Les expositions précédentes de Rob Tucker ont mis en lumière l’influence persistante de David Hockney, Henri Matisse et Giorgio Morandi dans sa pratique. Lors de ses premières expositions personnelles à la galerie, à Paris puis à Venise, l’artiste présentait des paysages, des compositions architecturales audacieuses et des natures mortes, développant une peinture attentive aux rapports que la couleur, la forme et l’espace entretiennent entre eux.

 

Pour ce nouvel ensemble d’œuvres, Tucker déplace son regard vers l’Italie, entre paysages observés et paysages rêvés.

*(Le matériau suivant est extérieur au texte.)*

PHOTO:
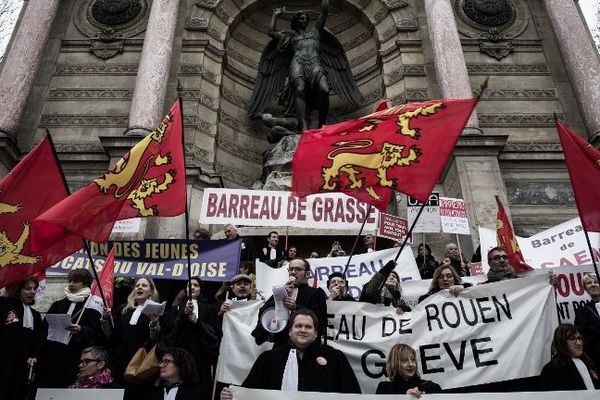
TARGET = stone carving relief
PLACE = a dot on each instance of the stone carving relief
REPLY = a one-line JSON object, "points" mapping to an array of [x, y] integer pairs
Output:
{"points": [[109, 22], [495, 23]]}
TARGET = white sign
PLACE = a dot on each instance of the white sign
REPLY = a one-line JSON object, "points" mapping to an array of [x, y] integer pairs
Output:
{"points": [[429, 221], [276, 208], [258, 394], [453, 216], [475, 338], [361, 269]]}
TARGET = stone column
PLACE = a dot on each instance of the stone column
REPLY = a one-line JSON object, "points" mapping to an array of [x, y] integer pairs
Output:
{"points": [[580, 58], [450, 67], [22, 62], [148, 100]]}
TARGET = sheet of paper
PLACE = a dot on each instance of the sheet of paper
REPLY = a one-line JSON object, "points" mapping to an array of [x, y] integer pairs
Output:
{"points": [[152, 307], [57, 327]]}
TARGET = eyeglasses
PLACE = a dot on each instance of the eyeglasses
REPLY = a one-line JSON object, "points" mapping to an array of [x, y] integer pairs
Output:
{"points": [[86, 361]]}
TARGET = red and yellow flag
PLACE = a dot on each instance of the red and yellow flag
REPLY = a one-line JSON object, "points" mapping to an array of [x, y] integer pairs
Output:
{"points": [[149, 181], [583, 163], [32, 187], [505, 237], [402, 148]]}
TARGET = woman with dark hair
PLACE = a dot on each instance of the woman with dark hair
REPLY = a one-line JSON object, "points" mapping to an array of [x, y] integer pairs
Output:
{"points": [[425, 261], [178, 376], [22, 335], [194, 327], [130, 331], [570, 368], [401, 369], [59, 361], [445, 277]]}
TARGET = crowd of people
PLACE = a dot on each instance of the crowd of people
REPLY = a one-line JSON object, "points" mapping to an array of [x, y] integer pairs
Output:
{"points": [[173, 355]]}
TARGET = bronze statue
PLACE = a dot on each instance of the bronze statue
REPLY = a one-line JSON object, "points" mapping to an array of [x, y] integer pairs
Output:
{"points": [[298, 68]]}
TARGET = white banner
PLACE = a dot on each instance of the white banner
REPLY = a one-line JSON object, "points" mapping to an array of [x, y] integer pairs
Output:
{"points": [[561, 246], [276, 208], [429, 221], [489, 333], [453, 216], [258, 394], [361, 269]]}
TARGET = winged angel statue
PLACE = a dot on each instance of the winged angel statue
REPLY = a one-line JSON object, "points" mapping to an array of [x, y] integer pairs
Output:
{"points": [[298, 68]]}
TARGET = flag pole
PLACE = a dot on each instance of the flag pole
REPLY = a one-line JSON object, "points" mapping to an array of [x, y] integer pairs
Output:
{"points": [[357, 237], [187, 212]]}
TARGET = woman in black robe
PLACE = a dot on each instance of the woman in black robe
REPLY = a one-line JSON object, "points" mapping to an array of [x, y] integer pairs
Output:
{"points": [[22, 335]]}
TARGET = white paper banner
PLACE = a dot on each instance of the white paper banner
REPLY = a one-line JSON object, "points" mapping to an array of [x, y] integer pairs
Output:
{"points": [[475, 338], [453, 216], [361, 269], [258, 394], [276, 208]]}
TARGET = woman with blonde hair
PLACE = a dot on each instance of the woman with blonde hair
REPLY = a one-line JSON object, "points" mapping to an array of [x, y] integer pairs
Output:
{"points": [[401, 369], [131, 329]]}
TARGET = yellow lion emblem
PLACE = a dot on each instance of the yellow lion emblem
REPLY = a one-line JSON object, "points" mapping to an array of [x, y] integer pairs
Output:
{"points": [[389, 156], [128, 174], [10, 252]]}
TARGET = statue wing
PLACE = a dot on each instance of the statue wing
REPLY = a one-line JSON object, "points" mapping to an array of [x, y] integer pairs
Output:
{"points": [[339, 74], [273, 68]]}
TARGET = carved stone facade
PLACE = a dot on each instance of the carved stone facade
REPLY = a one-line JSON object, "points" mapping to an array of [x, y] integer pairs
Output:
{"points": [[84, 89]]}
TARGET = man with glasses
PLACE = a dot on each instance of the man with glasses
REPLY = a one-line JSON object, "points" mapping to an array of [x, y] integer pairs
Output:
{"points": [[307, 298]]}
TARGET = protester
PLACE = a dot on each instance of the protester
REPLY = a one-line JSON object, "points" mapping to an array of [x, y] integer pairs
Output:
{"points": [[338, 287], [272, 254], [458, 261], [384, 288], [93, 370], [587, 318], [131, 330], [193, 326], [570, 368], [59, 361], [445, 277], [307, 297], [179, 380], [22, 335], [401, 369], [302, 364], [425, 261]]}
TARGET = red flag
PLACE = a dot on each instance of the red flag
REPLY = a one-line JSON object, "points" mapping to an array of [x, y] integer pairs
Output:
{"points": [[505, 236], [148, 181], [583, 163], [106, 277], [403, 148], [33, 186]]}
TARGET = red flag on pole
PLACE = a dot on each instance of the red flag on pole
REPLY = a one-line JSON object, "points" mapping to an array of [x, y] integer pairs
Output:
{"points": [[505, 236], [583, 163], [106, 277], [402, 148], [149, 181], [33, 186]]}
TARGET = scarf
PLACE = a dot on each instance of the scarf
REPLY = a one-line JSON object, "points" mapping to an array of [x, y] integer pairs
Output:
{"points": [[93, 382], [289, 382], [496, 276]]}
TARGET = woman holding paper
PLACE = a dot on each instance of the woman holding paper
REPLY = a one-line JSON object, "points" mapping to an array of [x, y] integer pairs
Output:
{"points": [[131, 328], [59, 362], [401, 369]]}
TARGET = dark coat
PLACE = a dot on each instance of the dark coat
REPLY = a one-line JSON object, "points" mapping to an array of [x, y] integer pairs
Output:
{"points": [[309, 298], [59, 363], [400, 386], [564, 377], [588, 321], [17, 344], [321, 369]]}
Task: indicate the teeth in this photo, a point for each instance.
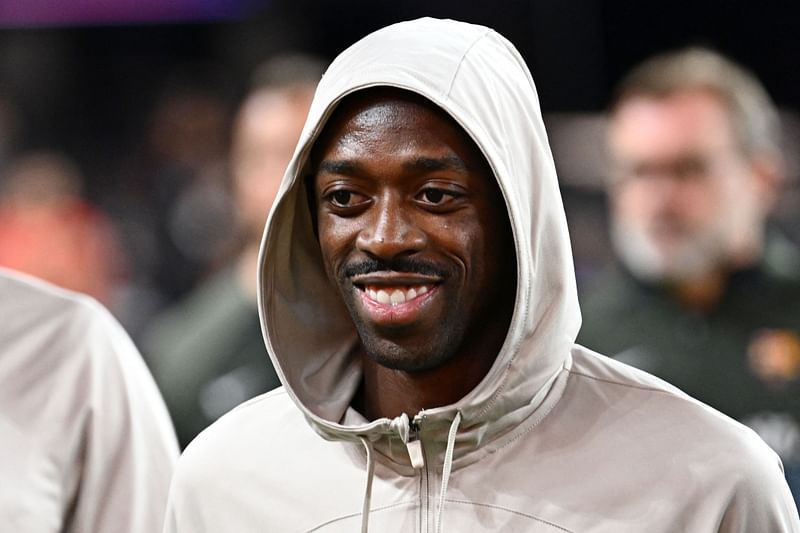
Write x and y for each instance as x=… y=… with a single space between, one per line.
x=396 y=296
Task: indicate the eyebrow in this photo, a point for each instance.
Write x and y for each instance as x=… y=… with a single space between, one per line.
x=348 y=167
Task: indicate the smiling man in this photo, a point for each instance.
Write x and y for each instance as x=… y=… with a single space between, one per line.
x=418 y=301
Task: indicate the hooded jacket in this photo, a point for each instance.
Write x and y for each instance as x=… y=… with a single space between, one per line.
x=86 y=444
x=554 y=438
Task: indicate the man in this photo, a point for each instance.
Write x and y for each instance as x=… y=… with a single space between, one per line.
x=707 y=295
x=207 y=352
x=85 y=440
x=419 y=304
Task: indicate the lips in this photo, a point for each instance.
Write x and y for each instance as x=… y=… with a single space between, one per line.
x=395 y=295
x=394 y=299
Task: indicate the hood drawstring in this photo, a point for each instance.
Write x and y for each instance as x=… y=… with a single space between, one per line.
x=446 y=469
x=368 y=489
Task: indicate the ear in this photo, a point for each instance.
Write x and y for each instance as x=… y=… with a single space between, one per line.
x=769 y=173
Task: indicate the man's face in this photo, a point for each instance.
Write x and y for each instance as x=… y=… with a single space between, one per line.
x=267 y=129
x=413 y=230
x=684 y=199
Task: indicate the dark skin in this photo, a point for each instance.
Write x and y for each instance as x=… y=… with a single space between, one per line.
x=414 y=235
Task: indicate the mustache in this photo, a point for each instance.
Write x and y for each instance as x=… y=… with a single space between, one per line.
x=401 y=264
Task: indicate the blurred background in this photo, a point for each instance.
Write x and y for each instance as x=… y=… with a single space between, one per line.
x=116 y=121
x=132 y=103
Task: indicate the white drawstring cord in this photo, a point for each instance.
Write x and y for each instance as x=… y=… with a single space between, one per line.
x=448 y=466
x=368 y=490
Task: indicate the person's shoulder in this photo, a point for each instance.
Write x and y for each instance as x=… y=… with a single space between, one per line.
x=48 y=322
x=246 y=435
x=660 y=410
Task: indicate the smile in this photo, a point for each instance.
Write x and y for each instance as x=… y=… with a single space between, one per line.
x=395 y=295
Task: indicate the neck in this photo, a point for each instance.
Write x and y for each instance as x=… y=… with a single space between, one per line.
x=387 y=392
x=247 y=270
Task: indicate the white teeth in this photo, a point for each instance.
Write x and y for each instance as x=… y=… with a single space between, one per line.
x=398 y=297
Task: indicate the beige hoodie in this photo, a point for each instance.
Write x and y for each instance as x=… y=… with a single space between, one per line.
x=555 y=438
x=86 y=445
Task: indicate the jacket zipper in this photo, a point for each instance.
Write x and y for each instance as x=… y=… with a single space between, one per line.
x=417 y=456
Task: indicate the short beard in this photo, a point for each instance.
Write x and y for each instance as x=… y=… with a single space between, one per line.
x=695 y=257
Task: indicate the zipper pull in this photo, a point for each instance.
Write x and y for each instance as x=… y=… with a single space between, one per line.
x=414 y=445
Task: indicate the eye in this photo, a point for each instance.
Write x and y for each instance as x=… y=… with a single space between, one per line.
x=344 y=198
x=341 y=198
x=433 y=196
x=436 y=196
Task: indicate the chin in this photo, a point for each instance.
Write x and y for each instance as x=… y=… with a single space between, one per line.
x=406 y=358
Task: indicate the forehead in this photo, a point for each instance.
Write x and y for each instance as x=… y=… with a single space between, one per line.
x=690 y=119
x=387 y=121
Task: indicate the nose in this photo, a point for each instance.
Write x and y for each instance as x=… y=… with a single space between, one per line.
x=392 y=231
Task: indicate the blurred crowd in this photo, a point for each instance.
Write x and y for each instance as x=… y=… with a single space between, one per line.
x=702 y=210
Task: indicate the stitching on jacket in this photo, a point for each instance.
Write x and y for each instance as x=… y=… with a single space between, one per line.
x=629 y=385
x=353 y=515
x=461 y=61
x=535 y=423
x=512 y=511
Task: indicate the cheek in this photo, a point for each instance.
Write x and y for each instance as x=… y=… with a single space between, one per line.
x=335 y=237
x=633 y=201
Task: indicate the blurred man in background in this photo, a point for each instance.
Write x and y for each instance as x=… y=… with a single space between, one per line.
x=49 y=230
x=85 y=441
x=707 y=295
x=207 y=353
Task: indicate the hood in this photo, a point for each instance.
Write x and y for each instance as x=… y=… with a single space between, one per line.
x=480 y=79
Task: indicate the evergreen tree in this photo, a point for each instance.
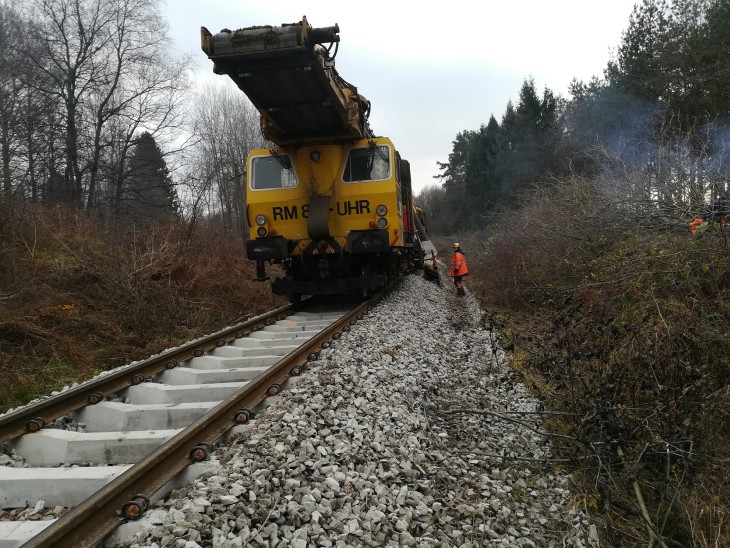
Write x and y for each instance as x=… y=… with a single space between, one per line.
x=149 y=194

Montagnes, lacs, canaux et étendues verdoyantes composent un répertoire de motifs à partir duquel l’artiste poursuit sa réflexion sur la peinture comme espace de projection. Ses paysages ne cherchent pas tant à restituer un lieu qu’à en éprouver la possibilité picturale. Ils se situent ainsi dans un entre-deux, à la frontière de l’observation et de l’invention, du réel et de l’imaginaire.

 

Les points de vue qu’il adopte, souvent singuliers et comme suspendus, confèrent aux scènes une dimension presque méditative. Le paysage devient moins un sujet qu’un seuil : un espace à travers lequel le regard peut pénétrer dans une réalité autre, construite par la peinture. Cette réalité, paradoxalement, semble parfois plus immédiate, plus sensible, que celle du monde observé.

 

Chez Tucker, l’espace se construit par la rencontre de lignes peintes franches, de formes délibérément inattendues et d’une couleur vibrante, parfois expansive. À cette intensité répondent des zones plus silencieuses, faites de tons pastel et de nuances assourdies. De ces écarts naît une tension constitutive de sa peinture : entre éclat et retenue, abstraction et figuration, reconnaissance et étrangeté.

 

La notion de « fenêtre », récurrente dans son travail, prend ici une dimension particulière. Les ouvertures qu’il compose ne délimitent pas simplement un espace représenté ; elles proposent une manière de regarder. Elles invitent à suspendre le temps, à demeurer devant l’image et à considérer ce qui se déploie au-delà de sa surface.

 

Les peintures de Rob Tucker ouvrent ainsi sur des paysages qui nous sont à la fois familiers et inaccessibles, réels et imaginés. Elles ne donnent pas seulement à voir un monde : elles construisent les conditions d’un regard, et font de la peinture un lieu où observer et rêver peuvent coïncider.